[Propertalk] Proper 6 b 2018 - part 1

Robert P Morrison robertpmorrison at charter.net
Fri Jun 15 15:51:33 EDT 2018


Here we go - I finished the first draft on Tuesday but, with some
advice, I reworked it and caught some mistakes. I'm sure there may be
others - feel free to point them out!
Happy happy!
Bob

	THE EPISCOPAL CHURCH OF ST. ALBAN, ALBANY  THE FOURTH SUNDAY AFTER
PENTECOST

	1 SAMUEL 15:34 – 16-13    PROPER 6 b 

	2 CORINTHIANS 5:6-17   17th JUNE, 2018 

	MARK 4:26-34    PSALM 20 

	 What I’m going to offer for our reflection this morning concerns a
difficult subject: suicide. It might be considered dark, sad, or with
more than a tinge of regret and feelings of helplessness. If nothing
else, though, from cover to cover, the Bible invites us to wrestle
with what is difficult as well as with what is joyful, to engage with
sadness and frustration as well as with pleasure, because the Bible
deals with realities that our lives are filled with all sorts of
situations. All sermons are supposed to challenge, to disturb, to
bring us to wrestle with where we find our lives with God and with one
another. 

	 I say this, not to give the sermon an “R” rating, or what we
used in Britain as an “X” rating – neither of which imply in
this case something sexual, or necessarily gratuitously violent, but
to indicate that there is something in a film which adults are invited
to confront. It’s this latter to which I make this preface today. 

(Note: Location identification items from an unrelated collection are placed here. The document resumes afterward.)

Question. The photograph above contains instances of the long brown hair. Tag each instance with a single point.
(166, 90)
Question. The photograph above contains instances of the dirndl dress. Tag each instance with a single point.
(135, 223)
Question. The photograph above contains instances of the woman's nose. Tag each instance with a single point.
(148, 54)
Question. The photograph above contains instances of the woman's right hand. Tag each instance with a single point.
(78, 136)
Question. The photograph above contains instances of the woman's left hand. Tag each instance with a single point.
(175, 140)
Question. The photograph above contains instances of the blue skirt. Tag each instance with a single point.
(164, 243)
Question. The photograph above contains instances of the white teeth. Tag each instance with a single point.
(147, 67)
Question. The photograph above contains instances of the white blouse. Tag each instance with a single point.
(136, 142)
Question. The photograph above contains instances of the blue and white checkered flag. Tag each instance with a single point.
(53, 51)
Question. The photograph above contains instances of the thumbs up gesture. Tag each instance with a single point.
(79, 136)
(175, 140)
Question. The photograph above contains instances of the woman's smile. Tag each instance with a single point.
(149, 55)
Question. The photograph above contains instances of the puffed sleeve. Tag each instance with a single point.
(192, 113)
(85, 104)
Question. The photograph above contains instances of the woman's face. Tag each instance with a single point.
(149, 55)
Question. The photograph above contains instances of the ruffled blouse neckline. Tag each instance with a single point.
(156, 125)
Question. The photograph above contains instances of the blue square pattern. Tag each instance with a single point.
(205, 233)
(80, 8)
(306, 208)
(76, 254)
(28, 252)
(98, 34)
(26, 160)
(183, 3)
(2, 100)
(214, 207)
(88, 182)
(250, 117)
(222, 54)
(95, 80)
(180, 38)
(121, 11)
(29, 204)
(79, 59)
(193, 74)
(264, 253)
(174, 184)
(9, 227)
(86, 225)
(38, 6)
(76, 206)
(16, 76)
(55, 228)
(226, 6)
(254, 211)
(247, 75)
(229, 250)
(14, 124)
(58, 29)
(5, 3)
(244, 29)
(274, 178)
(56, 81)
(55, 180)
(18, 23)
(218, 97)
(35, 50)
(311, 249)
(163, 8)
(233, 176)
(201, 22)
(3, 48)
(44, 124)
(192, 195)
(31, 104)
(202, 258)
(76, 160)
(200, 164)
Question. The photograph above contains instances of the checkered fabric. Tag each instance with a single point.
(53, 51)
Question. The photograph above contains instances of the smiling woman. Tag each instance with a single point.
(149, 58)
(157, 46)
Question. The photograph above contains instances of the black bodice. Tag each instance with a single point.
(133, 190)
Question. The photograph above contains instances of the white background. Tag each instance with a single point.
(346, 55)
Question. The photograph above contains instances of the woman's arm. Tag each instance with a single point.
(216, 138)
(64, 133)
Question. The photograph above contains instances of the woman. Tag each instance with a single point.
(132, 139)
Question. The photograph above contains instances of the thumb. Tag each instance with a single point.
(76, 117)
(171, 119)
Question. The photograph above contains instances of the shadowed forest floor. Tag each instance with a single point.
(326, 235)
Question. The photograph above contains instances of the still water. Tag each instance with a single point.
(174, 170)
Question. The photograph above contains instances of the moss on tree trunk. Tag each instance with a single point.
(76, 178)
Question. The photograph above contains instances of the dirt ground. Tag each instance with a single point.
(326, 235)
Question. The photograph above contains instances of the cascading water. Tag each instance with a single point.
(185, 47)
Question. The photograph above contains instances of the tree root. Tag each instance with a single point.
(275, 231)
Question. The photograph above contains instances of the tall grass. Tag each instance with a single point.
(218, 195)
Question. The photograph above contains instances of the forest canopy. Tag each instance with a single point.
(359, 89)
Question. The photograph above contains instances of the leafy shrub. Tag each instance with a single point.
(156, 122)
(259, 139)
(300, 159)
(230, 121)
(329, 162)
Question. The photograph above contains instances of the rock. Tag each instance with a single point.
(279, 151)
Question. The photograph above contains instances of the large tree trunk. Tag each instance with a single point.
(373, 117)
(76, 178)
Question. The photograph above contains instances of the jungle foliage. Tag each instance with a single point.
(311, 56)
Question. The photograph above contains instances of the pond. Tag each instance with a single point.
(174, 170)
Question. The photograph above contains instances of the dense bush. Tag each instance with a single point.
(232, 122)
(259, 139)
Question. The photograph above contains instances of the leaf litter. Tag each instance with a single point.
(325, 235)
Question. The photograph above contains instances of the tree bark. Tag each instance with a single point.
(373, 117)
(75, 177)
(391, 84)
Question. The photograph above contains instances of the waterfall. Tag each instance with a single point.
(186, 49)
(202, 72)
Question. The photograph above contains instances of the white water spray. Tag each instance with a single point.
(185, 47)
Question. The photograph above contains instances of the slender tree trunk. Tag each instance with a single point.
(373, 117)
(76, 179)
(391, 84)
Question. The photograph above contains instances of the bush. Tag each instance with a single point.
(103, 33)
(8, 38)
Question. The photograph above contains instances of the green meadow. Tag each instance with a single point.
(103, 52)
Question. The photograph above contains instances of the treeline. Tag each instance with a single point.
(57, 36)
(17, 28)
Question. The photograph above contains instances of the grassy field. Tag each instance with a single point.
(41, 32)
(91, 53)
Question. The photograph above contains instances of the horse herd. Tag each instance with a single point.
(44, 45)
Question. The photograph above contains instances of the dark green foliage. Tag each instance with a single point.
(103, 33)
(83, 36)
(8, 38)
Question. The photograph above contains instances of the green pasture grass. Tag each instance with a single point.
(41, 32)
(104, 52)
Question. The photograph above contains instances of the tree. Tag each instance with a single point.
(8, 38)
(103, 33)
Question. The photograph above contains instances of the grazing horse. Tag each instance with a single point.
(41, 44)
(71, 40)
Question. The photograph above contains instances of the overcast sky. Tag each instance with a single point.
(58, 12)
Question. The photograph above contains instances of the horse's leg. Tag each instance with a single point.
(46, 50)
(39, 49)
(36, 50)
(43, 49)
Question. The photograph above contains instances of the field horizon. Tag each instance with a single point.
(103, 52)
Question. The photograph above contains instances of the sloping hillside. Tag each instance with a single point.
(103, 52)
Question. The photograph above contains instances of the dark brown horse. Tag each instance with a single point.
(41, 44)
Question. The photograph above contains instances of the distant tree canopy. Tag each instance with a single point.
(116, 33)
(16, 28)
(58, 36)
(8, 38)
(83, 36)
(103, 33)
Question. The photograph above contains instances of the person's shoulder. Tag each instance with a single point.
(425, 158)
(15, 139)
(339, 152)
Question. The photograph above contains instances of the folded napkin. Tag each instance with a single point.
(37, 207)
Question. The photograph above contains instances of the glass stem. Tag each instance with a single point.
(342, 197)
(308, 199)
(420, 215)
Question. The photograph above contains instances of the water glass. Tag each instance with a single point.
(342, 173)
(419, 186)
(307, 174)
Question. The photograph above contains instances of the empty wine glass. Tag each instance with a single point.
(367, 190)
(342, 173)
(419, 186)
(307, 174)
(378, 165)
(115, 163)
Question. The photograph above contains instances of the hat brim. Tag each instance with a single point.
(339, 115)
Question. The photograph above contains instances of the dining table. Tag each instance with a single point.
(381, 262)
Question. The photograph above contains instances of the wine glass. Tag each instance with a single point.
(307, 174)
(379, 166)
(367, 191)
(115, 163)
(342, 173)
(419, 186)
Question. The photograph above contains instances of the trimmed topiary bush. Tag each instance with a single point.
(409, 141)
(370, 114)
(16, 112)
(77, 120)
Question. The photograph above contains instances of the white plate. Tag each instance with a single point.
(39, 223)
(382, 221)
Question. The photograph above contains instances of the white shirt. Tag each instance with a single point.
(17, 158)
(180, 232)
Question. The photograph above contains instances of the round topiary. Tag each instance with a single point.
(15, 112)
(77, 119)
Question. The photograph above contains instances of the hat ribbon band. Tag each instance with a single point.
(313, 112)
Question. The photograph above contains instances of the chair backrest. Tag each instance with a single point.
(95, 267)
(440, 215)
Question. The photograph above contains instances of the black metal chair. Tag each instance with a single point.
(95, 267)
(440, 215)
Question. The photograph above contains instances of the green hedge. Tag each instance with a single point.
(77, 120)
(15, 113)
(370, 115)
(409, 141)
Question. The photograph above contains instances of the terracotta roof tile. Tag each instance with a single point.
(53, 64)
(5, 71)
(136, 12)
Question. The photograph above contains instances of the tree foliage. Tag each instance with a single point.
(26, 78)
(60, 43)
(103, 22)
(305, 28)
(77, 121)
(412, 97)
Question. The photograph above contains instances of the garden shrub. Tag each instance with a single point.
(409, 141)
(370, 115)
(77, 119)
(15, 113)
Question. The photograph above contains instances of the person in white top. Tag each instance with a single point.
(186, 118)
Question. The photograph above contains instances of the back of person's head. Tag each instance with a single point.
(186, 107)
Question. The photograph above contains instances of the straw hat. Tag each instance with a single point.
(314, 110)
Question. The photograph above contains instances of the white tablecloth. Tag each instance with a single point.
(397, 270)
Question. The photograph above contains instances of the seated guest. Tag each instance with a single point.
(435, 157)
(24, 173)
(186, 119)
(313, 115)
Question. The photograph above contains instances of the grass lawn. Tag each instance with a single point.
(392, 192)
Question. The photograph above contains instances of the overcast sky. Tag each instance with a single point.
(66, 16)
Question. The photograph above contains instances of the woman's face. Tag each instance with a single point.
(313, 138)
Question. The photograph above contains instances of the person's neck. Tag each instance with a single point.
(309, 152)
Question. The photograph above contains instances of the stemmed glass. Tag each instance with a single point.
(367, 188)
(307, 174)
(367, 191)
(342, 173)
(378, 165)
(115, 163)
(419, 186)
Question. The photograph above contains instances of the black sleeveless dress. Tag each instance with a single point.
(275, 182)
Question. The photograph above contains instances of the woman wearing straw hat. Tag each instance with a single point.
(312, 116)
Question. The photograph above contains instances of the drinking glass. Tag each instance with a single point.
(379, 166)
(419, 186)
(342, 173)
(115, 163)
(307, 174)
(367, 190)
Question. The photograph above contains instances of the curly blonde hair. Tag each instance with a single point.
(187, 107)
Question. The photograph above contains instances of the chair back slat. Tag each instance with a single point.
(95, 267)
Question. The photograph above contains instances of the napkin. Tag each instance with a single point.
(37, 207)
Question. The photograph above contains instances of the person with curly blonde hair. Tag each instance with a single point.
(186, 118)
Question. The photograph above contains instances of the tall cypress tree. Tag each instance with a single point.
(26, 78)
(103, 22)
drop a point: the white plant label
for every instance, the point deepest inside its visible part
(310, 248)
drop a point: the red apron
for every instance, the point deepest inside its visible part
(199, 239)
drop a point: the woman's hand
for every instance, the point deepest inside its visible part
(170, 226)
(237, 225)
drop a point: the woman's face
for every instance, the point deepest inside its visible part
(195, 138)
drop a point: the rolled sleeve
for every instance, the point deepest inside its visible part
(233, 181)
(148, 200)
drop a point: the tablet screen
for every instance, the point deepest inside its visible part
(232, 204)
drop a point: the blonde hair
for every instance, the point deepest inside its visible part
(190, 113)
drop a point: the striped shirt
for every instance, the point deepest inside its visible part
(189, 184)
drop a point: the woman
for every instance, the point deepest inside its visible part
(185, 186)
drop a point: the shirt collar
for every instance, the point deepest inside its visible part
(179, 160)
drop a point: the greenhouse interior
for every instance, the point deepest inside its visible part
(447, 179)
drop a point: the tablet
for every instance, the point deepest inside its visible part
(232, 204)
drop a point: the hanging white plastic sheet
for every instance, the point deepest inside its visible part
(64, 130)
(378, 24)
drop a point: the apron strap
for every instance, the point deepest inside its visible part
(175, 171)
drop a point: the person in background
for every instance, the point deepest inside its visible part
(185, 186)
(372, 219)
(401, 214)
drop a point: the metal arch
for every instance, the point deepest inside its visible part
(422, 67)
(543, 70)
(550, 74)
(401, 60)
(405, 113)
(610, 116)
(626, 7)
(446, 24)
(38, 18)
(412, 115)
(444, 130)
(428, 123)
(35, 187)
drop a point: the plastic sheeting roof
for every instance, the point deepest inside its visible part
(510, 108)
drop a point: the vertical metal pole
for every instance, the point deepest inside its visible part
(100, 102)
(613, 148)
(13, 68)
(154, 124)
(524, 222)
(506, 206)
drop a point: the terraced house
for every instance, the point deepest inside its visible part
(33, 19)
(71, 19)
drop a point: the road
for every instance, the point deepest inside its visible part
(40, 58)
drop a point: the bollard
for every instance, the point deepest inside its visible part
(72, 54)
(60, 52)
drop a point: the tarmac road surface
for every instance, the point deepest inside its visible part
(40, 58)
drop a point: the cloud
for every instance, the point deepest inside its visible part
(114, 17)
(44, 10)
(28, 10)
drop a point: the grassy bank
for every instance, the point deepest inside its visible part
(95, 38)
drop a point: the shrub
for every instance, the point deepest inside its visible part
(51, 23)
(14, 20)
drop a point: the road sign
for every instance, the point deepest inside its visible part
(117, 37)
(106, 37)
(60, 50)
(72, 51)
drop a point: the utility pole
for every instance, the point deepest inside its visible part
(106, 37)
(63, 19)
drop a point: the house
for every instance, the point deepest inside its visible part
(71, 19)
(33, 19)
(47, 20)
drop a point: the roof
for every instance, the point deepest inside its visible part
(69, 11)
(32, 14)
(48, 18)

	 Perhaps what adds to this is, again, like other sermons, that we may
feel that we’re without a definitive answer, not because God isn’t
there or listening to and engaged with us, but possibly because we
ourselves are still struggling with the questions and so coming up
with answers is made more complicated. 

	 In the last two weeks, two fairly high profile celebrities committed
suicide. This is sad – on all sorts of levels – and should make us
aware of everything that’s going on in our own lives, but especially
in the lives of those around us. One response has been for people to
say, “If only she, if only he, had reached out, I’d have tried to
have helped.” 

	 The reality is, in the vast majority of cases, people who have
crises in their lives simply become incapable of reaching out. It’s
the last thing on their minds. Whether it’s because of mental or
physical illness, or a personality that may not have been very
outgoing to start with; whether the person was introverted by nature,
many times the person wouldn’t make much of an effort or a fuss even
in the best of times, and when things are dark and there’s such a
feeling of hopelessness, then some people simply won’t talk about
it. They may even put on a front that seems perfectly normal. 

	 Health – whether it be mental, emotional, spiritual, or physical
– can be tremendously fragile. There are many times when we simply
can’t imagine with what others are having to deal. What is more
dangerous to us and to society is that there are many times when we
simply don’t WANT to know what’s going on with others. We seem to
have lost the ability to be empathetic or sympathetic. We may feel
that we have enough on our own plates without having to be sorry about
anyone else. Or, quite frankly, our nature may, at times, simply be to
be too controlling so that others don’t want to make any sort of
indication about what’s going on in their lives, bad OR good. 

	 Crises like these go on all the time. 

	 What many have mentioned, though, in addition to the deaths of these
people, is that there is a “celebrity copycat” effect. When one
person, especially someone who’s in the news, on TV, in films, and
so on; when someone well-known takes his or her life, somehow this
provides the stimulus to others to take their own lives. 

	 It’s quite a commentary on society if there are people who seem to
have come to the end of their tolerance, who feel that there’s no
one to whom they can be completely open about what’s so difficult or
dangerous to them, and if there are so few willing to listen, to reach
out, to those in such pain and anxiety. 

	 I know that one can oversimplify, that we can think we can come up
with a “one-size-fits-all” sort of an answer, but it’s hard to
overemphasise the need that we have to listen. Not the sort of
listening we do by having someone on the radio or TV talking
constantly while we do everything from cleaning the bathroom grout to
frying up breakfast. It doesn’t take too long to tune such talk out
so that it becomes a pretty worthless exercise both for the talker and
for the listener. But we – and I mean congregations of Christian AND
all other religious groups – we need to develop the skill of being
intentional listeners. 

	 Many years ago I went to a conference where I met the author of a
book called “Listening Hearts”. She had just published it and
already she and a group of others beginning in the Baltimore area were
looking for ways to reawaken people to the skill and vocation of being
able to listen to others with passion and compassion, to try to hear
what was on the heart of the speaker, and how that person might
identify and fulfil her or his vocation from God. 

	 The group is really thriving those thirty-some years on.